Monday, May 05, 2008

The End of Sports News As We Know It

This is not a sports blog, although obviously there are sports elements to it. I was a full-time sports media person for almost a quarter century and still dabble a little.
Sports bloggers are changing the landscape of media in a profound way. Balladier Ryan Parker has summed it up nicely in song in the wake of a profane shouting match between an old school newspaper man (Buzz Bissinger, author of Friday Night Lights) and the founder of Deadspin, Will Leitch, on Old School Bob Costas' talk show.
I am asked several times a week why I left sports media. Well, I decided I was never going to make the big-time and here in the small-time there's almost no room for advancement. I have great affection for many of my old buddies in the local sports media and I will do whatever I can to support them. That includes subscribing to the newspaper seven days a week. I also was a beta tester for the paper's new website.
But I fear for them. I fear the internet and SportsCenter. I fear the bloggers. I fear them because I see myself turning to the net as my primary source of sports information. Click on the links above and watch the little video and the on-camera argument that inspired it.

Sphere: Related Content

5 comments:

Kathryn Usher said...

Do you suppose newspaper guys were this angry when radio and television came along? Probably not, because I assume we were more polite towards each other (if you don't count keeping women in their place and segregation -- so how good were the good ol days?).

Life in Web 2.0 is interesting. With big media now looking to collaborate with the common gal or guy.

I just want everyone to be nice to each other. Can't the new world be softer and more elegant than the old one?
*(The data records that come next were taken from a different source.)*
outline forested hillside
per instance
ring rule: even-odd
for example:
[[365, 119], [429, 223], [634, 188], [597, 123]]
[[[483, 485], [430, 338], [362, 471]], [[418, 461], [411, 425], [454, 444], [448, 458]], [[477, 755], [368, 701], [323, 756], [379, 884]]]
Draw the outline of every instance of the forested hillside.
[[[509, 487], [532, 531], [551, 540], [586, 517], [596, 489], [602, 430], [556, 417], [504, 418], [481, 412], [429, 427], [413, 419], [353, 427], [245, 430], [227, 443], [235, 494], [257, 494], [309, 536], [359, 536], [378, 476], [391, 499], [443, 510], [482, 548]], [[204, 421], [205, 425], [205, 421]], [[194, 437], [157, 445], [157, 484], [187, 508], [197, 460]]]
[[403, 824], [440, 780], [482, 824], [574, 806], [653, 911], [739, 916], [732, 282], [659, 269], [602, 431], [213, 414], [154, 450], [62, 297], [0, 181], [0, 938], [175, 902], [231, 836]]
I think it's the anonymous aspect of the web that contributes to the mean spiritedness. I very much appreciate you using your real name and bringing your sense of good citizenship/community to this blog.

MaryS910 said...

Buzz Bissinger actually frightened me when I watched this the other night on HBO. He was full of venom and hate which I guess was masking his fear of losing his hold on the traditional ways of sports journalism. Seriously, it was like he was possessed. Someone needs to tell him it's way too late to shut the barn door.

Darrell said...

I've always thought it essential to use my own name. I'm not hiding behind anything.
There is a mean-spiritedness in the comment sections of a lot of webpages. I've noted that a lot of old-school media, working to be active on the net, do a poor job of policing that.
Maybe they're actually doing a good job of allowing freedom of expression.
The ethics of collaborating with the common man are still being worked out.
I've always bene bothered by media people who use fake names. There's a local TV meteorologist who doesn't use his real name on the air. I know of at least two big-time sportscasters who use psuedonyms. It's all about having a name that's easy to remember and market.
But, here's my question: If you can't be honest with your readers/ viewers about something as fundamental as your name, how can we expect you to be truthful about anything else?

MaryS910 said...

Skip Kordas? Ron Young? Joe Haynes? Come on now, fess up.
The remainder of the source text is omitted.